Even this Icelandic slice of smalltown life has its panoramic views
Both an area of unspoiled natural beauty and a window into Icelandic culture, Stykkishólmur forms part of Iceland’s expansive western peninsular. There is plenty for visitors to enjoy: history buffs can chart Stykkishólmur’s evolution into a modern town from its 16th-century beginnings as a trading post, while those in search of the great outdoors can navigate its diverse terrain and waterways.
Whether you’re arriving across land or by boat, two of Stykkishólmur’s top destinations are its Volcano Museum and Library of Water. Ten minutes’ walk apart in the town centre, they each tell the story of Iceland through the elements.

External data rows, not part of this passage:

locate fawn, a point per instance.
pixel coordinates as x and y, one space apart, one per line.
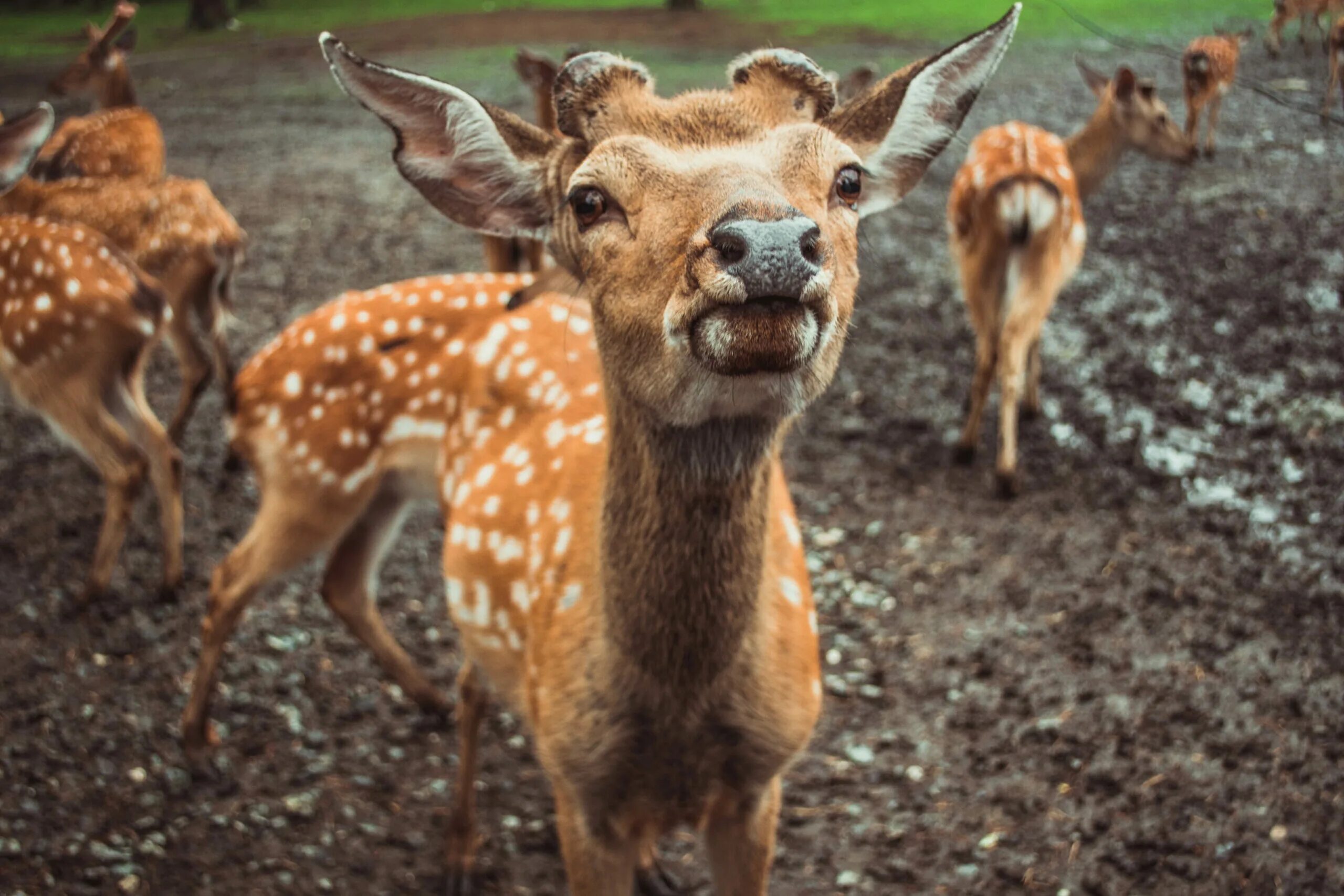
1209 69
623 558
506 254
1307 13
77 324
1016 229
123 139
178 233
1336 70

Admission to the Volcano Museum is ISK 900 (£5.80) for adults and showcases the collection of volcanologist Haraldur Sigurðsson, which examines not only the geographic impact of volcanoes but also their influence on art and culture. The Library of Water distils 24 pillars of Icelandic glacial water as its the centrepiece, placing them at the focal point of an exhibition that displays not only their natural beauty through refraction across a rubberised floor, but also documents the history of Stykkishólmur’s own climate and raises awareness about water scarcity – all for ISK 700 (£4.50). The Norwegian House completes the triptych of Stykkishólmur’s museums, its history lesson ensconced in two storeys of dark, imported wood from Norway. Insides, the house’s traditional layout and 19th-century furnishings have been recreated, along with a shop selling local produce and souvenirs.

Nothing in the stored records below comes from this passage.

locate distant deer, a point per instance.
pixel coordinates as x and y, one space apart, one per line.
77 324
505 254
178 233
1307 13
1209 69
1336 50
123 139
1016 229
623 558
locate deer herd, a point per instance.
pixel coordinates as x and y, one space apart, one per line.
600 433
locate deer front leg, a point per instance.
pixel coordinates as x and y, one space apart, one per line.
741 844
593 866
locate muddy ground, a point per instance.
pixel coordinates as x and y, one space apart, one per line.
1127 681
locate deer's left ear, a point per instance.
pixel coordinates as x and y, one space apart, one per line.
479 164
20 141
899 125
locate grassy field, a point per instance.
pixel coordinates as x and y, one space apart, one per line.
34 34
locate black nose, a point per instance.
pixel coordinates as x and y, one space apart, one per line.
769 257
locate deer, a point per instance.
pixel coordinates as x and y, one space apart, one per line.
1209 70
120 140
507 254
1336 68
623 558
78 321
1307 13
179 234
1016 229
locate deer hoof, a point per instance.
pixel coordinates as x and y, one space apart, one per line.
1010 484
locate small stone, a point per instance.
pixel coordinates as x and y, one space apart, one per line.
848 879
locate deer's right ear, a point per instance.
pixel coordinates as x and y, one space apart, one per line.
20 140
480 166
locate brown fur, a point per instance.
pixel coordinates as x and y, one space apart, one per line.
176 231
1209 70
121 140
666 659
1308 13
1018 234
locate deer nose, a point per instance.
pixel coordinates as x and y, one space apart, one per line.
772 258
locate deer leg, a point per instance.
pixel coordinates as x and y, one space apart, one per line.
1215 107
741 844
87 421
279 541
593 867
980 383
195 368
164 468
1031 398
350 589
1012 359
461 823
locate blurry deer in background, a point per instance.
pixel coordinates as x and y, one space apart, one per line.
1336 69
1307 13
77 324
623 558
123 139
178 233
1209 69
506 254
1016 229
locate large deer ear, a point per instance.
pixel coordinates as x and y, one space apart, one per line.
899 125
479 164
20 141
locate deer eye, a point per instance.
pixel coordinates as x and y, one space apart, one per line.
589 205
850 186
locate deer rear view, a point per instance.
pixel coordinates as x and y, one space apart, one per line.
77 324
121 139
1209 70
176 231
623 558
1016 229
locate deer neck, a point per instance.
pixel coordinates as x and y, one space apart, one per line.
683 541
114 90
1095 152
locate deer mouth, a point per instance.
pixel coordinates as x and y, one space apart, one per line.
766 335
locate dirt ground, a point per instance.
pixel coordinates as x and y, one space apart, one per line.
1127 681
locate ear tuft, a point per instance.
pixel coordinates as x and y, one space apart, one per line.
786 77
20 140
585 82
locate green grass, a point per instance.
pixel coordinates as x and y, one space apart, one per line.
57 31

The Norwegian House’s second-storey view gives a glimpse of what Stykkishólmur offers beyond the horizon, its stunning harbour views only part of a consciously well-preserved natural landscape. After becoming the first community in Europe to be awarded an EarthCheck Certification, which recognises sustainable development and sustainable tourism, Stykkishólmur’s harbour garnered a prestigious Blue Flag Award and the town has removed plastic bags from circulation. All this means that whether you decide to go kayaking in the surrounding Breiðafjörður fjord, hike up Helgafell mountain to have a wish granted in keeping with Icelandic folklore, or maybe just relax in the indoor and outdoor Stykkishólmur swimming pools and hot tubs, the surrounding area is maintained to the highest ecological standards. The swimming pools cost 850 ISK (£5.50) for adults but are fun for all the family, with slides and activities for younger swimmers, too.
Back on dry land, without a doubt, the most impressive man-made structure in Stykkishólmur is Stykkishólmskirkja, a church built in 1990 that comprises of a swooping bell tower designed to mimic a whale, while inside its suspended lights and stellar acoustics carry the tune of concerts and recitals throughout the year.

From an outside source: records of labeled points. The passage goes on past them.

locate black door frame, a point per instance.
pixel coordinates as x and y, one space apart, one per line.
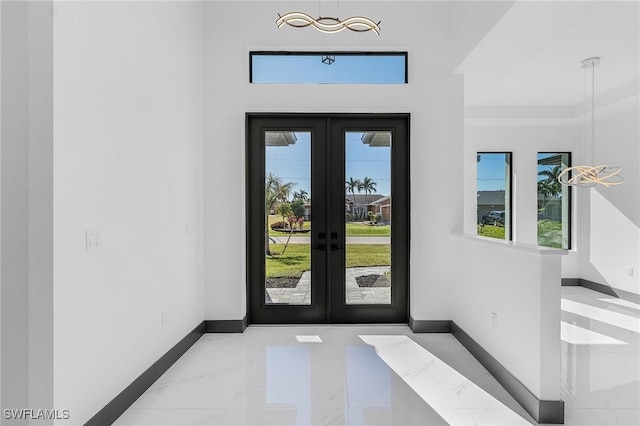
327 306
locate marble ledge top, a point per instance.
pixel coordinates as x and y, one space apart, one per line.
513 245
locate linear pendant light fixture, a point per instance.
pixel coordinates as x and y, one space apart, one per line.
587 176
328 24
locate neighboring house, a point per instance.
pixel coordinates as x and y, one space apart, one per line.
490 201
552 208
383 208
360 204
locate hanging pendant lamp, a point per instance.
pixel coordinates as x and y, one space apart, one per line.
588 176
328 24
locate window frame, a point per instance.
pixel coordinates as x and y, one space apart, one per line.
508 194
569 200
332 53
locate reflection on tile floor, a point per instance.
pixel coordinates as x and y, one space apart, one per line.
386 375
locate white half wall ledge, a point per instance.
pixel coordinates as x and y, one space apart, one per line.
513 245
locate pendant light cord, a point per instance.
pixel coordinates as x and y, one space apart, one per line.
593 114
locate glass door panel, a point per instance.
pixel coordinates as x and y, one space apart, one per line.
331 262
287 217
367 224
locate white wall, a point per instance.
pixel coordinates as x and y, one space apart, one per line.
524 141
508 300
127 162
433 97
605 221
27 208
611 231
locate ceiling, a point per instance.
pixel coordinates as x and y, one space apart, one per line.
532 56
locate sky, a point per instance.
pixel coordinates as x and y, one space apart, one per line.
491 170
347 69
491 173
293 163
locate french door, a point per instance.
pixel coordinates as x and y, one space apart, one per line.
327 218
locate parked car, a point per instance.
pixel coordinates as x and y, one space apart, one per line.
495 217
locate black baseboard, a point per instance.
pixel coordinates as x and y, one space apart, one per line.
570 282
225 326
543 411
124 399
602 288
430 326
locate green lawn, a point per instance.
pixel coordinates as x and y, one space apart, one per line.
360 229
297 258
353 229
550 233
491 231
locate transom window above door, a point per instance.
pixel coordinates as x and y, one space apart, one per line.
328 67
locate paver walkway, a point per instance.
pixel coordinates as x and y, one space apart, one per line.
301 294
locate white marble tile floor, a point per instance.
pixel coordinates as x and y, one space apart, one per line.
386 375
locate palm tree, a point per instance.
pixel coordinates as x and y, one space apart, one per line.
276 191
352 186
549 187
301 195
369 187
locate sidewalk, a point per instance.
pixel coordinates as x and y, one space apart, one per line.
301 294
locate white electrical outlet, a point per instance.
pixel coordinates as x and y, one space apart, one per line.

You should also make some time to try to local cuisine before you go. Early arrivals may wish to pick up something at the Nesbrauð for breakfast or lunch, while the fine dining of Narfeyrarstofa is many visitors’ top pick for the main meal. Finsens Fish & Chips is another popular choice: a step up from the many tasty fast food options for anyone who wants to support the local economy and sample a dish that, like Stykkishólmur, is North Sea-fresh.